Reprodução do artigo publicado na edição de 22/3/2018 do O POVO.

“Como cidadã…”

Uma das coisas mais ridículas, entre as tantas que campeiam por aí, é um sujeito – seja esportista, professor, juiz ou político – aparecer em público dizendo que está emitindo determinada opinião como “cidadão”, como se isso lhe permitisse expectorar qualquer bobagem.

Gostaria de saber como tais pessoas conseguem essa proeza: a de separar-se em duas personalidades, independente uma da outra, habitando o mesmo corpo e dividindo a mesma mente.

Suponho que tais figuras guardem um clone no guarda-roupa (ou no “closet”) e o acionam dependendo da situação. Dessa forma, o “profissional” nada tem a ver com o que diz o “cidadão” (e vice-versa). Assim, tais seres bifrontes ganham uma espécie de salvo conduto para falar qualquer asneira, pois a responsabilidade é do “outro”, criando assim uma espécie de pingue-pongue infinito.
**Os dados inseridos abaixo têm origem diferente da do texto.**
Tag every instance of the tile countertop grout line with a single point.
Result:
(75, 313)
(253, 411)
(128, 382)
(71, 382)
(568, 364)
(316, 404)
Esse foi o caso da desembargadora Marília de Castro Neves (Tribunal de Justiça do Rio), que caluniou, difamou e injuriou Marielle Franco pelas redes sociais. Quando a chapa esquentou, a desembargadora declarou ter escrito suas mentiras “como cidadã”, como se fosse desculpa aceitável.

Os crimes cometidos pela desembargadora contra a vereadora assassinada no Rio estão inscritos no Código Penal. Calúnia (art. 138): acusar publicamente alguém de um crime. Pena: reclusão de seis meses a dois anos, além do pagamento de multa. Difamação (art. 139): ato de desonrar alguém espalhando informações inverídicas. Pena: três meses a um ano de prisão, com multa. Injúria (art. 140): dizer algo desonroso e prejudicial a alguém. Pena de um a seis meses de prisão, mais multa.

Depois do estrago feito, a desembargadora fez novo post em sua rede social afirmando ter agido “de forma precipitada”. Mas aí, ela já fora acompanhada na sórdida campanha pelo famigerado Movimento Brasil Livre (MBL), grupo de tinturas fascistas; pelo deputado Alberto Fraga (DEM), da Bancada da Bala, e mais a canalha da extrema-direita, que infesta a internet, destilando ódio, rancor e mentiras.

Mas a minha curiosidade é saber de que modo a Marília de Castro Neves, “como juíza”, julgaria a Marília “cidadã”, se coubesse à desembargadora apreciar os crimes cometidos pelo seu clone.